Charles-Gustave Stoskopf | |
Birth Date: | 2 September 1907 |
Birth Place: | Strasbourg, France |
Death Place: | Paris, France |
Alma Mater: | École régionale d'architecture de Strasbourg École nationale supérieure des Beaux-Arts |
Occupation: | Architect |
Parents: | Gustave Stoskopf |
Charles-Gustave Stoskopf (1907–2004) was a French architect. He designed buildings in Strasbourg, Colmar and Créteil. He won the second Prix de Rome in architecture in 1933.
Charles-Gustave Stoskopf was born in Strasbourg on 2 September 1907.[1] [2] His father, Gustave Stoskopf,[2] was a polymath: poet, painter, playwright and publisher.[3]
Stoskopf studied architecture at the École régionale d'architecture de Strasbourg in Strasbourg.[2] He graduated from the École nationale supérieure des Beaux-Arts, where his professors included Emmanuel Pontremoli and Jacques Debat-Ponsan.[2]
Stoskopf won the second Prix de Rome in architecture in 1933.[4]

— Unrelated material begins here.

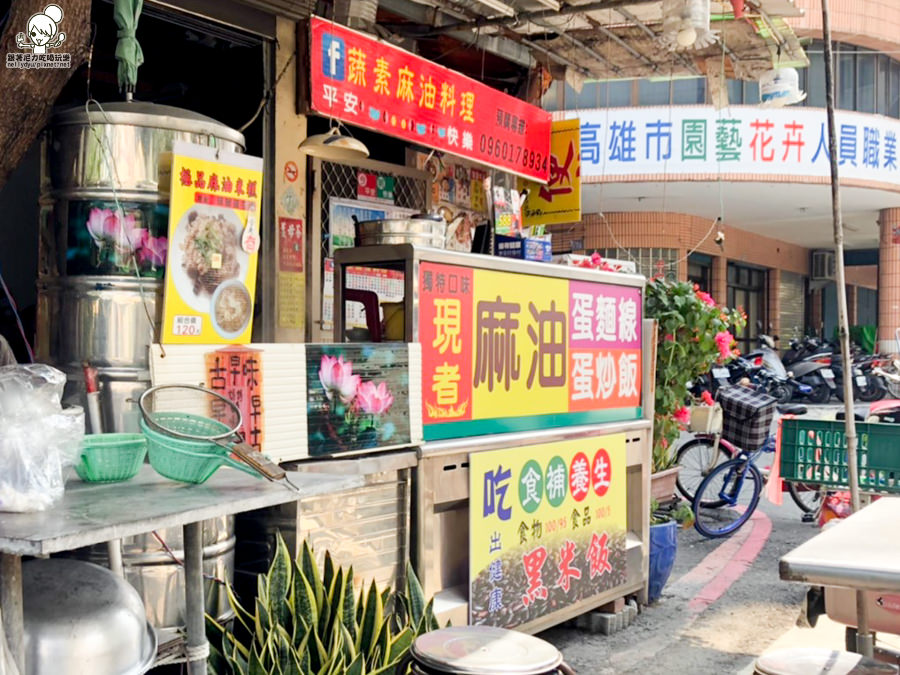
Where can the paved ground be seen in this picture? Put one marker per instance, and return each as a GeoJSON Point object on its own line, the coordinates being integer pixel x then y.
{"type": "Point", "coordinates": [724, 605]}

In the aftermath of World War II, Stoskopf began designing new buildings demolished by the war in the villages of Alsace,[5] especially near Colmar, and in the Territoire de Belfort.[2] He redesigned the Place de l'Homme-de-Fer in Strasbourg from 1952 to 1956.[2] Meanwhile, from 1954 to 1970, he designed housing estates like Colmar's ZUP, Créteil's Mont-Mesly,[6] or Strasbourg's Canardière, Esplanade and Quai des Belges.[2] He also designed churches, like the Notre-Dame Cathedral in Créteil in 1976.[7]